Jeffery warned that businesses would be reluctant to expand at all if they were forced to hire staff on a basis that did not take into account skills and experience. “We risk businesses closing doors, jobs being lost,” she said.
These concerns were largely echoed by business group Sakeliga, which said that the bill risks upending companies and hurting workers, as it would introduce onerous new requirements.
“The bill envisions a future where every organisation, at each of its workplaces, at every occupation level, and in all its teams, reflect the racial demographics of the country, the province or the sector – whichever the minister picks.
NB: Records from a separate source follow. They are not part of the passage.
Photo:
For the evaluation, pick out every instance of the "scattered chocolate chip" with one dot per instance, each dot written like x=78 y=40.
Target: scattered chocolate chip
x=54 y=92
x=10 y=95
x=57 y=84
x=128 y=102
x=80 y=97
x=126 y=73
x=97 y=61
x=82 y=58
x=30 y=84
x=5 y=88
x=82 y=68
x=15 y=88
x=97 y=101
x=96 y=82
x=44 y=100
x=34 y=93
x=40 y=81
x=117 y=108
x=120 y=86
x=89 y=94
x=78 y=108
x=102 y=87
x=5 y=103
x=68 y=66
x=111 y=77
“Any deviation from this standard is considered by the bill to be an affront and subject to remedy by the state, under penalty of fines or worse,” said Sakeliga chief executive Piet le Roux.
The Congress of South African Trade Unions (Cosatu) said that the proposed Employment Equity Amendment Bill will provide badly needed interventions to strengthen the government’s ability to hold employers accountable for their role and failures to adhere to the Employment Equity Act.
Cosatu is the largest trade federation in the country with an estimated membership of 1.8 million workers.
Presenting to parliament this week, the trade federation said some of the key progressive provisions in the bill include:
- Requiring employers in their EE annual reports to provide confirmation that they have paid all their workers at or above the national minimum wage.
- Expanding the definition of disability to include intellectual and sensory.
- Empowering the minister to set economic sectoral, sub-sectoral, regional, sub-regional and occupation-specific targets – enabling more precise targets for sectors, occupations and regions that are notorious for their failures to reflect South Africa’s demographics.
- Allowing for regional and sub-regional variations.
- Requiring employers to consult trade unions on employment equity targets, helping to foster a more inclusive approach to meeting targets and supporting collective bargaining.
- Empowering labour inspectors to inspect and ensure compliance with the EE Act.
- Empowering the minister to issue compliance certificates to employers in good standing with the EE Act and to require such certificates for companies applying for government contracts. This provision in particular is a welcome step forward requiring employers doing business with the state to be in compliance with labour laws and act in a way that supports good labour practices. Workers’ hard-earned taxes should not be used to reward abusive employers, said Cosatu.
“Cosatu urges parliament to retain these long-overdue provisions and ensure the speedy passage of this progressive Bill.
“It should not listen to the usual prophets of doom and snake oil salesman who believe that treating workers like glorified slaves is the way to growing the economy.
“It has been shown by countless research that workers who are treated with respect, paid a living wage and who’s rights are respected are the most motivated thus contributing to a more productive workplace and economy.”